T being the element type, and the pointer being const or not depending on mutability.
It’s just pointing to the first element and has a length.
ofc you can make a slice that starts in the middle or end of the array and with a shorter length than the remaining total length.
A caveat to be aware of: when you slice with from 0 with a comptime known length you will get a pointer to an array instead of a slice, you won’t notice most cases since pointers to an array can coerce to a slice.
Which is the case with your example, I point this out because you cannot== slices, but you can == pointers, if slice was actually a slice then you would need to compare to the ptr field.

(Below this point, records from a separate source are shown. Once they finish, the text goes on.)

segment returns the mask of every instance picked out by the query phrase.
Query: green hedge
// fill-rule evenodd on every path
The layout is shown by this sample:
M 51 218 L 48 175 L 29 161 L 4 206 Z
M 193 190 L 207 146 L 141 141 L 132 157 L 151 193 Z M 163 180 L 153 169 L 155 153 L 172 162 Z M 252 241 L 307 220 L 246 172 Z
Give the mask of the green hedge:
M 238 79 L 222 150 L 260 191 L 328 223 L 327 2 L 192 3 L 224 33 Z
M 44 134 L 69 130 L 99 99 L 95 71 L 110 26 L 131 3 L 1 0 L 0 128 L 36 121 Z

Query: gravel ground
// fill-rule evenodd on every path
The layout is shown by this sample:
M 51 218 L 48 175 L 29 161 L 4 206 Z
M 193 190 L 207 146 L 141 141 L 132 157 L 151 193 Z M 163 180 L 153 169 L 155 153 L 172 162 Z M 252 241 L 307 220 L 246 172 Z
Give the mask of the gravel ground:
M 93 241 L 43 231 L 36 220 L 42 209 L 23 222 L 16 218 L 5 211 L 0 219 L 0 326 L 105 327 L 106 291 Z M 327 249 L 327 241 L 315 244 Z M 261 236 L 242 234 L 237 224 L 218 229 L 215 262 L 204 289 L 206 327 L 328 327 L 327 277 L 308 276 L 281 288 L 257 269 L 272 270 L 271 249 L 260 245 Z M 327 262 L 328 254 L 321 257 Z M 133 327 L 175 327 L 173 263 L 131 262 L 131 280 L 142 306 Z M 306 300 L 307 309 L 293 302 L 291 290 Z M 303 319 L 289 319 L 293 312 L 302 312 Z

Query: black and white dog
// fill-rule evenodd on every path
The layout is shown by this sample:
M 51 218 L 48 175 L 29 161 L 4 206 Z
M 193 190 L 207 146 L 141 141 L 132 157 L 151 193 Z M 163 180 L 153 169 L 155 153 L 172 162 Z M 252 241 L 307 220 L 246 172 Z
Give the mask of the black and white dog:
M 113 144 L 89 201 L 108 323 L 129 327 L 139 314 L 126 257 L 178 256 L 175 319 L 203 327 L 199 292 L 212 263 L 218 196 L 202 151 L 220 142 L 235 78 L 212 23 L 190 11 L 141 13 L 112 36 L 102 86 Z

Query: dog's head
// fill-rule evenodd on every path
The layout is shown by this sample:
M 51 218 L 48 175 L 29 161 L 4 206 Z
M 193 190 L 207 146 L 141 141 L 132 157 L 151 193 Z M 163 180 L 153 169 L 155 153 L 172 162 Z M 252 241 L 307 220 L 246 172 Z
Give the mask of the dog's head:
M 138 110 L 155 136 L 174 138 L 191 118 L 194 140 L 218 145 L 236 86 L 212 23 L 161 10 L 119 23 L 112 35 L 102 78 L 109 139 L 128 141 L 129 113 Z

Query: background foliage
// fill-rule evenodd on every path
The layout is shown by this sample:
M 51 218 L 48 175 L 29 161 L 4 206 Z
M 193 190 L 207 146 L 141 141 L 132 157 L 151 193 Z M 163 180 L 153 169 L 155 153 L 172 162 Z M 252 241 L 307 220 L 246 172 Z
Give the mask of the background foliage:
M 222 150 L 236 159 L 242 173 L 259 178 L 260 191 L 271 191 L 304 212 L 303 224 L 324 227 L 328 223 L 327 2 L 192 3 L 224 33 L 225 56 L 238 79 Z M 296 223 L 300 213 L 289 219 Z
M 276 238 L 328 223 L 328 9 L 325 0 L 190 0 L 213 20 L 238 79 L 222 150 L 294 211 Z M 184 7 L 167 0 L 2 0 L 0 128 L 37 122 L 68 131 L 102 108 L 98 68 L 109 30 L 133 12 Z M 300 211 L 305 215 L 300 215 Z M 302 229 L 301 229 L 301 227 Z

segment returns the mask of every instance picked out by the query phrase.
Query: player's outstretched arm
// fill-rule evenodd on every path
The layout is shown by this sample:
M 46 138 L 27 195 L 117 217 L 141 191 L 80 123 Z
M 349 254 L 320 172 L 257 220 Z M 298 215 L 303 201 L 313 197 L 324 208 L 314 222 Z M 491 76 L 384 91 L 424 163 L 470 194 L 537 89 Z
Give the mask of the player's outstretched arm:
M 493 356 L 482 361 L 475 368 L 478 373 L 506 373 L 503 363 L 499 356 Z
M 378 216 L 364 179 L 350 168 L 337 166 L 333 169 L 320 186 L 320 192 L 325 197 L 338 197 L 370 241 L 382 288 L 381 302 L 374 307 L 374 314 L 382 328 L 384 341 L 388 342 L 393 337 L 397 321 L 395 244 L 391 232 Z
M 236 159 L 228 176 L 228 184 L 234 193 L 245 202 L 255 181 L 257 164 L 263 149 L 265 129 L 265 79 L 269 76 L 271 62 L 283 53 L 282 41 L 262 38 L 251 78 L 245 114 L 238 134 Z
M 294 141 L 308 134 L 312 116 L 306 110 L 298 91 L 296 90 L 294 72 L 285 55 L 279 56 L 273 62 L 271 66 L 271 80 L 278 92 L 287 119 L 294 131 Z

Yes, you’ve got it. So, agreed: the documentation DOES state the caveat about comptime-known-length (that you’ll get a pointer to an array instead of a slice), and I guess that’s all there really is to it, here. But that led me to believe I wouldn’t be able to slice.ptr (since you can’t array.ptr, and that should be a pointer to an array, technically, since the length was comptime-known), but this code disproves that. Before that, though, I wasn’t sure if &array would == slice, though I hoped/expected that that’s exactly what I’d get in this case. Perhaps detail like this is unnecessary or duplicate, but I was unsure until I looked at the code and then ran this test to confirm.
I think it’s now incomplete because there are some more conversions possible (like from array to slice with &). But maybe this helps a bit with understanding the differences.
You can kind of read the article here in the dump. Search for “In the Zig language, when working with a sequence of” if the link isn’t working.
On that graph, all the & conversions can be found by flipping the direction of the .* conversions. You can also invert the .ptr conversions with subslicing syntax ([0..] or [0..len]). Thanks for sharing this!
What a great aggregation of useful detail on this; thank you all. I’d love to see that chart in documentation someday, augmented, as mentioned. @Zambyte, thank you for that characterization - very nicely put.